BREAKING NEWS

Final Madoff defendant sentenced to six months in prison

NEW YORK - Irwin Lipkin, one of Bernard Madoff's longest-serving employees, was sentenced to six months in prison on Wednesday for falsifying records that helped the imprisoned fraudster carry out his multibillion-dollar Ponzi scheme.
The sentencing before US District Judge Laura Taylor Swain in Manhattan marked the end of the criminal prosecutions stemming from the fraud, more than six years after Madoff's arrest sent shockwaves through Wall Street.
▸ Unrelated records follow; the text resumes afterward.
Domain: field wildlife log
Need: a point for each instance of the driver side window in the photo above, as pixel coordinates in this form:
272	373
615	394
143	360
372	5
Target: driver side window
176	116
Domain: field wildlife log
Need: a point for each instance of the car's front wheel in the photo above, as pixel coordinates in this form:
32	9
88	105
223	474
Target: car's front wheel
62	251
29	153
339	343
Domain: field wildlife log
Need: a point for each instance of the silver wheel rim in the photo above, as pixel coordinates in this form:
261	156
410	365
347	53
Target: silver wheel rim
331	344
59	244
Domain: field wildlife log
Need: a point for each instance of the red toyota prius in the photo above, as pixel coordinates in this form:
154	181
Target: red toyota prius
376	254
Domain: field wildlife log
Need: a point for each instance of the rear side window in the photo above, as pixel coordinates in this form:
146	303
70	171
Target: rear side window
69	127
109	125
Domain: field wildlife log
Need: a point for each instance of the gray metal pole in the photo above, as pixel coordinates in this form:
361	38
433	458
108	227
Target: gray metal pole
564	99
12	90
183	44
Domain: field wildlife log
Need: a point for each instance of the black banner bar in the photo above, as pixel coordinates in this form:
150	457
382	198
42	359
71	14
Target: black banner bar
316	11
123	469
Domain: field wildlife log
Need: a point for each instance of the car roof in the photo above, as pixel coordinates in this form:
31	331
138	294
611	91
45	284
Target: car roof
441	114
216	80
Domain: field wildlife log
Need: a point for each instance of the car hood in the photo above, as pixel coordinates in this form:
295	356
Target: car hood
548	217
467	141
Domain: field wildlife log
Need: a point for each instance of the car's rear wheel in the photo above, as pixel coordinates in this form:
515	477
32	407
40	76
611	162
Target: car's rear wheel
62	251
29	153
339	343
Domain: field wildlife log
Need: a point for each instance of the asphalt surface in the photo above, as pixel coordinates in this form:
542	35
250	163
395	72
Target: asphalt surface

Lipkin, 77, was the Madoff firm's controller from 1964 to 1998. He was the last of 15 defendants who either pleaded guilty or were convicted at trial to be sentenced.
Madoff, also 77, is serving a 150-year prison term after pleading guilty in 2009 to masterminding the scheme, estimated to have cost investors $17 billion in principal.
Lipkin pleaded guilty in 2012 but, like other defendants, said he was unaware Madoff was running a Ponzi scheme.
"Smarter people than myself were taken in by him," Lipkin, who was confined to a wheelchair, told Swain on Wednesday.
But Assistant US Attorney David Abramowicz said Lipkin, and others, helped Madoff perpetuate his scheme through their crimes, even if they didn't know the entire truth.
"The lesson we've seen in this parade of guilty defendants is: Bernard Madoff didn't do this alone," he told Swain. "He needed help, and he found it in people like Irwin Lipkin."
Swain said she would have imposed a far longer sentence if not for Lipkin's age and poor health.